Sarkozy takes drubbing in nationwide regional poll
President Nicolas Sarkozy's party took a severe drubbing from French voters yesterday in nationwide regional elections that were his last big national test before he seeks re-election in 2012. As polling stations closed, initial estimates gave...
President Nicolas Sarkozy's party took a severe drubbing from French voters yesterday in nationwide regional elections that were his last big national test before he seeks re-election in 2012.
As polling stations closed, initial estimates gave Socialist-led opposition electoral alliances some 54 per cent of the vote, Mr Sarkozy's right-wing UMP 36 per cent and the far-right National Front just under nine per cent.
"It was obviously for us, a real defeat," said lawmaker Jean-François Cope, head of the UMP group in the French parliament.
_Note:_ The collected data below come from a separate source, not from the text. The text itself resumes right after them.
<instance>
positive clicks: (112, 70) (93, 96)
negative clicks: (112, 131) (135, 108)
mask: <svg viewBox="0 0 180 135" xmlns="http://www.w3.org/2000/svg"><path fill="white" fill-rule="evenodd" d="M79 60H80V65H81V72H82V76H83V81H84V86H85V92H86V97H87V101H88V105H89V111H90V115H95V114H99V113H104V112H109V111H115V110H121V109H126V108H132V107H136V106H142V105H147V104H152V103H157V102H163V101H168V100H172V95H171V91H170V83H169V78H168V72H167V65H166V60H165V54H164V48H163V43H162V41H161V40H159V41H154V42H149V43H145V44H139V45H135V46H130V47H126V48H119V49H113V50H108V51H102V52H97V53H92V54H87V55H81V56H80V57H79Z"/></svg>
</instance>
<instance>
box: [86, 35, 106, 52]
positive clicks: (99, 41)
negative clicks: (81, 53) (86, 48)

If confirmed, the estimates - based on samples of cast ballots by polling agencies - leave Mr Sarkozy's supporters in control of only one of France's 22 mainland regions, their right-wing stronghold of Alsace.
Meanwhile the left, dominated by Martine Aubry's Socialist Party, kept its hold on the mainland, French Guyana and the Caribbean island of Guadeloupe.
The tight race in Corsica was too close to call.
The UMP's sole consolation was taking the Indian Ocean island of Reunion in the vote, which was to elect the regional councils that are in charge of transport, education and cultural policy.
Turnout was low, although around four percent higher than in last week's first round. Polling agencies TNS-Sofres and OpinionWay separately predicted that the second round abstention rate would be 49 per cent.
Last week's first-round vote saw the French leader's right-wing supporters win their lowest share of the vote in more than three decades. The party's final score improved, but it remained way behind the opposition.
Mr Sarkozy, whose UMP party still has a comfortable majority in the national parliament, has insisted that the regional poll is not a verdict on central government, but he is expected to order a reshuffle in the next few days.
The result was another blow to a president whose personal approval ratings are at an all-time low and will likely increase pressure within his own party for a change of direction.
One report, in the pro-government daily Le Figaro, suggested Prime Minister François Fillon would offer his government's resignation today but that Mr Sarkozy would ask him to form a new, slightly modified Cabinet.